Surfactants stabilize biomolecules against interfacial stress and/or prevent adsorption. Polysorbate 20, polysorbate 80 and poloxamer 189 are surfactants for parenteral application in biopharmaceutical products. Besides their benefits, it is common knowledge that surfactants, such as polysorbates, are prone to degradation by hydrolysis and oxidation. While such degradation can directly affect the function of the surfactant, it could also lead to the formation of insoluble fatty acid-related particles over time - a potential issue for the safety and efficacy of a biopharmaceutical drug product.




Principle

Solid phase extraction employs the same basic principles as chromatography. SPE makes use of the same HPLC column solid phase packing materials in a single-use container such as plastic tubular cartridges , 96-well plates, or pipette tips. Like HPLC columns, there are many stationary phase options to choose from, such as reversed phase, ion exchange, normal phase, and mixed mode phases.
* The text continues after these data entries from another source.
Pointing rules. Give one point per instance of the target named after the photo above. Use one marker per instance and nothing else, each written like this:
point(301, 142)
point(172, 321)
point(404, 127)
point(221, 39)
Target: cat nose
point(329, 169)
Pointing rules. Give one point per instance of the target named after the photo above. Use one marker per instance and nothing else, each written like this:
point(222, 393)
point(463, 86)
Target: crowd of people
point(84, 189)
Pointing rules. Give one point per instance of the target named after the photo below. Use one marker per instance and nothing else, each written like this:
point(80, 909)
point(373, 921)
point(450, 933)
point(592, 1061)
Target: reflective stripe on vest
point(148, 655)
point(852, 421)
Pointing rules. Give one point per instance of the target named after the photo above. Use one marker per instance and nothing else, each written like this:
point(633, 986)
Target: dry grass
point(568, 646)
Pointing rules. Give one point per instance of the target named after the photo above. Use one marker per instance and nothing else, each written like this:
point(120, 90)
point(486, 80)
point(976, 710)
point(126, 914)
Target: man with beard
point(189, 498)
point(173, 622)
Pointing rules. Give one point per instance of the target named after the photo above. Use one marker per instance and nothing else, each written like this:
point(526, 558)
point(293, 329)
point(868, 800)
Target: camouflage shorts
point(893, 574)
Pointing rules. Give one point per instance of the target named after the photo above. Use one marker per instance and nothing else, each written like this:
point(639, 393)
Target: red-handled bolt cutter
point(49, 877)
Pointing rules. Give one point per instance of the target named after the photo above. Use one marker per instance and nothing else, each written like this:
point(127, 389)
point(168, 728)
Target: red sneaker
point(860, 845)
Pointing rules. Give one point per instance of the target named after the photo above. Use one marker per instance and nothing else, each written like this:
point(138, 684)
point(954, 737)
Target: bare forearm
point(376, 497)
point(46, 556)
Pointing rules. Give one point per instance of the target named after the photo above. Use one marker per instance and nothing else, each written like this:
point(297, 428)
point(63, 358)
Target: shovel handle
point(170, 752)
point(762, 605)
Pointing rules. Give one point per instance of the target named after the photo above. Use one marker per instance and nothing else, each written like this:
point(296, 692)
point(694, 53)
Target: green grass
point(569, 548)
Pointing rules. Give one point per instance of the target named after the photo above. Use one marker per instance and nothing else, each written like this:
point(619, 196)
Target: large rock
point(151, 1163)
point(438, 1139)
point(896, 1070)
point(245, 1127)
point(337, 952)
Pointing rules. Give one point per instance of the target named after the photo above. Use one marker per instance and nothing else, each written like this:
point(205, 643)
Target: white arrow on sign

Unlike HPLC, SPE is typically performed as a low resolution and very low-pressure method designed to prepare samples by removing interfering substances or concentrating a sample.

Applications

Biopharmaceutica

Procedure

1. Sample pre-treatment.
2. Column conditioning.
3. Column re-equilibration after column conditioning.
4. Sample application.
5. Solvent wash to remove interferences.
6. Elute compounds of interest.

Materials

• Sample: Surfactants (such as: integral part of biopharmaceutical formulations), polysorbate 20 (PS20), polysorbate 80 (PS82), Buffer excipients (such as: amino acids or saccharides), Small molecule APIs
• Equipment: Solid Phase Extraction Equipment

Notes

• The quality requirements for pharmaceutical grade polysorbate 20 and 80 are specified in the different pharmacopoeias. For polysorbate 80, the Chinese Pharmacopoeia describes the strictest regulations for the fatty acid composition and requests an all-oleate polysorbate (≥ 98%), whereas the European and US pharmacopoeias specify a purity of ≥ 58% for oleic acid.
• SPE makes use of a solid phase material (there are many to choose from) that functions to retain the interfering substances, while solvents elute the sample, which is collected and analyzed.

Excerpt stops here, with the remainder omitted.